Review of SP#1 next admission record showed that the patient returned to the facility on [DATE] at 4:01 PM, from the ALF. The triage notes on 11/26/14 at 4:29 PM then stated that he was confused and continuously wandering and not following commands. The ER physician notes on 11/26/14 at 5:07 PM also stated, that he was confused, and that he was discharged from the Psych Unit today to an ALF, now this ALF sent the patient back to our ER stating we cannot take care of this patient. The notes showed that the patient's mental status was unable to be assessed. The case manager notes on 11/27/14 at 11:01 AM stated that the patient was accepted in a Independent Living facility. The patient was then transported by Hospital transportation to the Independent Living facility.

Further review of the case manager notes dated 12/30/2014, showed that a call was received from the patient ' s wife reporting that she was not able to contact her husband. The note then state that the case manager reviewed the notes and the patient was discharged to [name] ALF. The next case manager notes dated 12/30/2014 on 18:58 PM, then report that a second call received from the wife who stated that she called the [same named ALF] and spoke with [named] who stated that he had never received that patient.

On 03/02/15 at 2:11 PM, Staff E, a case manager, stated that she saw the patient in the ER when the patient returned from the ALF. She then stated that she called the Administrator at the independent living facility, and he accepted the patient. She stated that the patient was alert and was able to make decisions.

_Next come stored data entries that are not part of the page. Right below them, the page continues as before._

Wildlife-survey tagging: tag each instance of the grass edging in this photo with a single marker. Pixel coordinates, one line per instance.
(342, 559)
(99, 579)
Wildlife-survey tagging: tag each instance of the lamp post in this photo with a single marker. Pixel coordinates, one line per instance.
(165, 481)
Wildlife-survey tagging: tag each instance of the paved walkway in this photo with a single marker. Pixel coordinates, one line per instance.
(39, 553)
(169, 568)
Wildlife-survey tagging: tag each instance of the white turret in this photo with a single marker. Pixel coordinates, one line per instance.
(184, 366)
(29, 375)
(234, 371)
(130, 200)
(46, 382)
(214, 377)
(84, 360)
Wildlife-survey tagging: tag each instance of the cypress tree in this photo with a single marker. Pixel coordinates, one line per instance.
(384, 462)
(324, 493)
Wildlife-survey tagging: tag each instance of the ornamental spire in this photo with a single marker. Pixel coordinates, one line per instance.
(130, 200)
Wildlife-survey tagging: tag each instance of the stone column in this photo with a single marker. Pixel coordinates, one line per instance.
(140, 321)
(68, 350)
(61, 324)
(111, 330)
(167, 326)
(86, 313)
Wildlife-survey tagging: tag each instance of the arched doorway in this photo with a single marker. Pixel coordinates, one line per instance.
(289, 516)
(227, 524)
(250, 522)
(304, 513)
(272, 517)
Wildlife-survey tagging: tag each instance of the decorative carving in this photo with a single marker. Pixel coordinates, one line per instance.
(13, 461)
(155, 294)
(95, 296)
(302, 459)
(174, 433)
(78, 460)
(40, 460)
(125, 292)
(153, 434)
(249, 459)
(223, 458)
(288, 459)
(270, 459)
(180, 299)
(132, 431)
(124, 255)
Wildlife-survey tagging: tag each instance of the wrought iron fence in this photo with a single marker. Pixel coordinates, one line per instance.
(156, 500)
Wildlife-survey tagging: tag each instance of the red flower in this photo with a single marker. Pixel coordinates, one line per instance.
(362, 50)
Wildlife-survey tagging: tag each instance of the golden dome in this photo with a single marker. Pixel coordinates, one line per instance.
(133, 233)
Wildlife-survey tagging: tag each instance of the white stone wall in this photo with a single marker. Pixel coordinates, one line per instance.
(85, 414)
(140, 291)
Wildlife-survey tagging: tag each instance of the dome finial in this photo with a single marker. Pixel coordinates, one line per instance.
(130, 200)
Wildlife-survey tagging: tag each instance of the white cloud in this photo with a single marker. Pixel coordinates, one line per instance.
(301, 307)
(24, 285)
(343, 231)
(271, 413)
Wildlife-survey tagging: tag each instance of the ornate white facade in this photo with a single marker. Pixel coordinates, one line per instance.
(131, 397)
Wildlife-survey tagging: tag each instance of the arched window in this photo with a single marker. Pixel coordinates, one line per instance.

On 03/03/15 at 1:10 PM, the Revenue Cycle Director confirmed that the [named facility] was an independent living facility. She stated that patients in an independent living facility can come and go out of the facility freely. She stated that there is no staff caring for patients who live in an independent living facility.


On 03/02/15 at 1:06 PM, Staff B, Case Manager, stated that the patient and family make decision for final discharge disposition.